Aquí Gisors volvía a encontrar a su hijo, indiferente al cristianismo, pero a quien la educación japonesa (Kyo había vivido en el Japón desde los ocho hasta los diecisiete años) había impuesto también la convicción de que las ideas no debían ser pensadas, sino vividas. Kyo había elegido la acción de una manera grave y premeditada, como otros eligen las armas o el mar: había abandonado a su padre, y vivido en Cantón y en Tientsin la vida de las maniobras y de la excitación de los coolies para organizar los sindicatos. Chen -habiendo sido apresado su tío en rehenes, y no habiendo podido pagar su rescate, por lo que fue ejecutado en la toma de Swteu- se había encontrado sin dinero y provisto de unos diplomas sin valor, ante sus veinticuatro años y en la China, chófer de camión, mientras las pistas del Norte habían sido peligrosas; luego, ayudante de químico; luego, nada.

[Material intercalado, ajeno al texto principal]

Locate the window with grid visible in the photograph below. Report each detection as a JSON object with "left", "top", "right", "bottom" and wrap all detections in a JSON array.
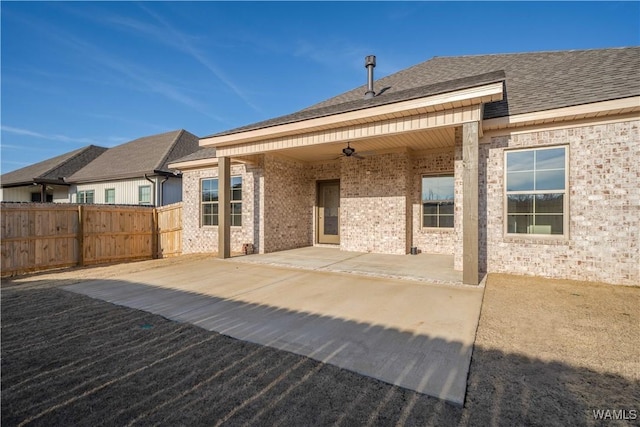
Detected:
[
  {"left": 505, "top": 147, "right": 567, "bottom": 235},
  {"left": 76, "top": 190, "right": 95, "bottom": 204},
  {"left": 422, "top": 175, "right": 454, "bottom": 228},
  {"left": 138, "top": 185, "right": 151, "bottom": 205},
  {"left": 104, "top": 188, "right": 116, "bottom": 204},
  {"left": 200, "top": 176, "right": 242, "bottom": 227}
]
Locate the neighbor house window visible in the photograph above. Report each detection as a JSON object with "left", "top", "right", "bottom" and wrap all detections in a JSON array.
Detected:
[
  {"left": 138, "top": 185, "right": 151, "bottom": 205},
  {"left": 505, "top": 147, "right": 567, "bottom": 235},
  {"left": 76, "top": 190, "right": 95, "bottom": 203},
  {"left": 422, "top": 175, "right": 454, "bottom": 228},
  {"left": 104, "top": 188, "right": 116, "bottom": 204},
  {"left": 200, "top": 176, "right": 242, "bottom": 227}
]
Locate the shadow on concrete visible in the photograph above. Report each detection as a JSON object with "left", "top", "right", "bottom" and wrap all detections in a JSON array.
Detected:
[
  {"left": 1, "top": 282, "right": 640, "bottom": 426},
  {"left": 64, "top": 280, "right": 475, "bottom": 405}
]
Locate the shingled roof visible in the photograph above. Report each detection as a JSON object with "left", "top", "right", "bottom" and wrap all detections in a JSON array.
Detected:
[
  {"left": 210, "top": 47, "right": 640, "bottom": 137},
  {"left": 0, "top": 145, "right": 107, "bottom": 187},
  {"left": 68, "top": 129, "right": 200, "bottom": 182},
  {"left": 172, "top": 147, "right": 216, "bottom": 163}
]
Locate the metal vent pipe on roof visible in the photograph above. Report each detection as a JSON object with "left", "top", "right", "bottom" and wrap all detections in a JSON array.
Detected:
[{"left": 364, "top": 55, "right": 376, "bottom": 99}]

Todo le precipitaba hacia la acción política: la esperanza de un mundo diferente; la posibilidad de comer, aunque fuera miserablemente (era naturalmente austero, quizá por orgullo); la satisfacción de sus odios, de sus ideas y de su carácter. Daba un sentido a su soledad. En cambio, en Kyo todo era más simple. El sentido heroico le había dado como una disciplina, no como una justificación de la vida. No era inquieto. Su vida tenía un sentido, y él lo conocía: poner a cada uno de aquellos hombres, a quienes el hambre, en aquel mismo momento, hacía morir como una peste lenta, en posesión de su propia dignidad. Él era uno de ellos: tenían los mismos enemigos. Mestizo, fuera de casta, desdeñado por los blancos, y más aún por las blancas, Kyo no había intentado seducirlas: había buscado a los suyos, y los había encontrado. «No hay dignidad posible ni vida real para un hombre que trabaja doce horas al día, sin saber para qué trabaja.» Era preciso que aquel trabajo adquiriese un sentido, se convirtiese en una patria. Las cuestiones individuales no existían para Kyo más que en su vida privada.